Re: Eng translation of Kacc 1:1
From: Jim Anderson
Message: 2083
Date: 2006-11-14
Hi Eisel,
> Yes, I had seen your translation before I undertook my own.
The one I submitted to you has been slightly revised. It's a translation in
progress with most of the commentarial material on this verse still in need
of a thorough going over.
> I do not think it would in any wise be an improvement to use
> "Excellence" (noun) for "Seyya"; my prefernce for translating with
> various phrases resembing "one's own betterment" in this context has
> its grounds (although you may disagree with them). I think that some
> sense of the reflexive (or: passive) needs to be preserved in the
> translation.
>
> No, I am not about to replace this with "Obtain Excellence" (an
> extremely wooden rendering) on basis of the narrow reading of "seyya.m
> ... labhanti".
Mmd glosses "seyya.m" with "navalokuttaradhamma.m". Nothing wooden about
that.
> I regard the commentarial traditions with an eyebrow raised; for
> example, I do not see any reason to suppose that "naya" in this
> passage is intended by its author to infer eightfold path, etc.
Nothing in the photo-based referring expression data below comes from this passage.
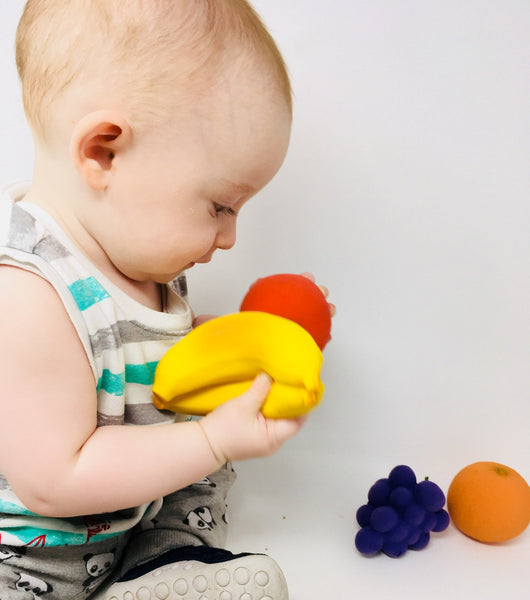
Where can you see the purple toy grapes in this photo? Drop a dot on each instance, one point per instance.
(400, 514)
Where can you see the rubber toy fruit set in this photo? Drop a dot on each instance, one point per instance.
(400, 514)
(219, 359)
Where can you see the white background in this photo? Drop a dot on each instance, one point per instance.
(406, 191)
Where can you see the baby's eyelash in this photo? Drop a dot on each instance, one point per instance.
(226, 210)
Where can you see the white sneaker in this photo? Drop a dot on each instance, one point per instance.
(202, 573)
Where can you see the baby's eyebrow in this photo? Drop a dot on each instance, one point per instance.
(237, 188)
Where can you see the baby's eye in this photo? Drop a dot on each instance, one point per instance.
(225, 210)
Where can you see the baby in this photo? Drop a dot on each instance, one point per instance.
(154, 122)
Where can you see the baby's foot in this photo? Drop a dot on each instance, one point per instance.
(202, 573)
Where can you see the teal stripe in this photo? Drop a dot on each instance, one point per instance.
(144, 374)
(31, 536)
(87, 292)
(112, 383)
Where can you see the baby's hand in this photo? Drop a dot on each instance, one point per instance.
(237, 429)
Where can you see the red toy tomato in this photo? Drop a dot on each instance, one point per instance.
(293, 297)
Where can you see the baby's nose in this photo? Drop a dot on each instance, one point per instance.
(226, 237)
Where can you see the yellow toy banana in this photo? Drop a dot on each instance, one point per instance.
(219, 360)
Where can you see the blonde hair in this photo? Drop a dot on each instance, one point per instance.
(138, 48)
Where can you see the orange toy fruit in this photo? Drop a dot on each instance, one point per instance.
(293, 297)
(489, 502)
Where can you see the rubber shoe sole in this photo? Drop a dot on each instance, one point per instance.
(252, 577)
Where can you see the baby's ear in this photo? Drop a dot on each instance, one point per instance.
(96, 141)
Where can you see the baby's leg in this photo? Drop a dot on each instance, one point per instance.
(181, 554)
(194, 516)
(56, 573)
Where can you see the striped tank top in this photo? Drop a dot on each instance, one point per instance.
(123, 340)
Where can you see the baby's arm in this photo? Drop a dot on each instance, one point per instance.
(56, 459)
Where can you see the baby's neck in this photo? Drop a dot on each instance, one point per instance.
(56, 201)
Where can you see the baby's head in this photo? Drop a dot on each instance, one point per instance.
(143, 57)
(154, 121)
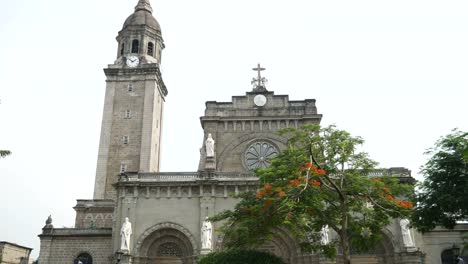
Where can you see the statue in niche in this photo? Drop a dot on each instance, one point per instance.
(207, 234)
(406, 233)
(125, 234)
(209, 145)
(324, 239)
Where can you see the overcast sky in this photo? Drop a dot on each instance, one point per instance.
(393, 72)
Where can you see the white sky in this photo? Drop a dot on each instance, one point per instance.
(393, 72)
What makes you so sure that this "eightfold path" interpretation of
"naya".came from the commentarial tradition? Actually, it's my own. Mmd
doesn't seem to say much about "naya" but Kacc-va.n.n gives "saddanayo"
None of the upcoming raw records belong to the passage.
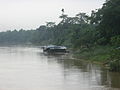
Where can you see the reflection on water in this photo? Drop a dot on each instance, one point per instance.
(28, 68)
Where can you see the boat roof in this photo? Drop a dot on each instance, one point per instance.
(56, 47)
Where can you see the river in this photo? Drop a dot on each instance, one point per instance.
(28, 68)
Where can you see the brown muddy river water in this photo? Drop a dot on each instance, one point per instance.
(28, 68)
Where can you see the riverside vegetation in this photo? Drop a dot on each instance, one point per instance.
(94, 37)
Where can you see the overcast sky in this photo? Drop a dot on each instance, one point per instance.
(30, 14)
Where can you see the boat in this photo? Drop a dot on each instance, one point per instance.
(55, 49)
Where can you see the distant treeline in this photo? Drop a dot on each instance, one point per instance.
(102, 28)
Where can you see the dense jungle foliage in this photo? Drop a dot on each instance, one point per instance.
(82, 32)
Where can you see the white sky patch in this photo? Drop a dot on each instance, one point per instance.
(30, 14)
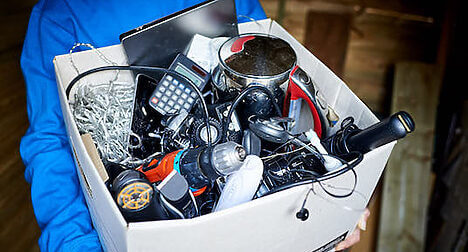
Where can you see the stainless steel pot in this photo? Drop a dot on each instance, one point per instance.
(254, 59)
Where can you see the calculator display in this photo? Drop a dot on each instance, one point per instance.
(182, 70)
(172, 94)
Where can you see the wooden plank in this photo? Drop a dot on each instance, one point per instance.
(368, 241)
(406, 188)
(327, 36)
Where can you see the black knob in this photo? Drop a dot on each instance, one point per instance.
(303, 214)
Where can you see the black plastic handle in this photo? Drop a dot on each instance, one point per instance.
(392, 128)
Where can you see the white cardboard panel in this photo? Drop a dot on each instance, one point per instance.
(104, 212)
(265, 224)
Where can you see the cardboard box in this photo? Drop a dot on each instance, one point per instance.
(264, 224)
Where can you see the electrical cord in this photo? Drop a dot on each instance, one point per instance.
(241, 96)
(147, 69)
(347, 167)
(338, 141)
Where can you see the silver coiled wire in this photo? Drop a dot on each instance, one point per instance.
(104, 110)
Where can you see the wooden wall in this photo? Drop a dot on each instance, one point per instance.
(382, 33)
(19, 230)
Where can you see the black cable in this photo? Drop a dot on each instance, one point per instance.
(338, 141)
(348, 167)
(241, 96)
(147, 69)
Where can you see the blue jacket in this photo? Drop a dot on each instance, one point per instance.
(54, 26)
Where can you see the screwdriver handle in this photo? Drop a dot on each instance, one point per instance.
(392, 128)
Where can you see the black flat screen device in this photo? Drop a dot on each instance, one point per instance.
(158, 43)
(145, 120)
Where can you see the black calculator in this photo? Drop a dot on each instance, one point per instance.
(172, 95)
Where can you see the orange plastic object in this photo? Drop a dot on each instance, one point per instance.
(165, 166)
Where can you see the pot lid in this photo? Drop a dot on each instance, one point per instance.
(257, 55)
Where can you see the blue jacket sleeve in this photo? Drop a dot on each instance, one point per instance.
(58, 201)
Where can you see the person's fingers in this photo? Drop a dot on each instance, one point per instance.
(362, 224)
(350, 241)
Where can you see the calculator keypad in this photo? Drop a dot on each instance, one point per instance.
(170, 96)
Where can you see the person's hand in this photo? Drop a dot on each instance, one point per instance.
(356, 235)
which is explained in detail in the Kaccaayanatthadiipanii: sixfold naya,
threefold naya, and fourfold naya (all described). Quite different from what
I was thinking. "Naya" seems to have something to do with what is to be
inferred or known. The compound "jineritanayena" is a kammadhaaraya. There
are plenty of helpful comments and we'd be much the poorer without them.